Another of his books, The Wages of Destruction: The Making and Breaking of the Nazi Economy, is about the failed attempt by the authoritarians to hurl themselves against this Anglo-Saxon domination.
Prof Tooze blames the disintegration of Sino-US ties largely on American petulance, describing China's sins of copyright theft and piracy as the methods of catch-up economies through the ages.
"The escalation was driven by an American backlash. What the US has done on microchips and technology is basically a declaration of war on China. Taking down Huawei was a spectacular act of aggression.”
Nor does he accept that China is falling into the middle income trap. It will recover from the housing bubble, the tech crash, and zero-Covid, because the fundamentals remain intact.
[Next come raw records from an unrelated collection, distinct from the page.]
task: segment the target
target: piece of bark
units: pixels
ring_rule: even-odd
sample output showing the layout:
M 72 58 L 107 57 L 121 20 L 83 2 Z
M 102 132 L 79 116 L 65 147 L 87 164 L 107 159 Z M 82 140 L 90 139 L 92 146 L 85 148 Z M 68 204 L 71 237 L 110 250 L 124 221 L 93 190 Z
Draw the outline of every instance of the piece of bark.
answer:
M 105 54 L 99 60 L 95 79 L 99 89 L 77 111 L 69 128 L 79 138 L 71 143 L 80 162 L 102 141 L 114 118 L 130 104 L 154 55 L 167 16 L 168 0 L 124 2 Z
Beijing has invested massively in STEM education — science, technology, engineering, and maths — the foundation disciplines of ascendant nations.
China has escaped the curse of identity politics, albeit by totalitarian means. It has the incalculable resource of what Hegel called "disposition" or what we might call patriotism. "China can call on all its citizens and mobilise the flows of labour in ways that almost no other country can," he said.
This is not, on balance, my view. I think the US will again heal itself and that China’s sorpasso will fall short as the country succumbs to Japanification and slowly fades into old age. But there is a high risk that Prof Tooze’s deep pessimism on America may be all too close to the mark.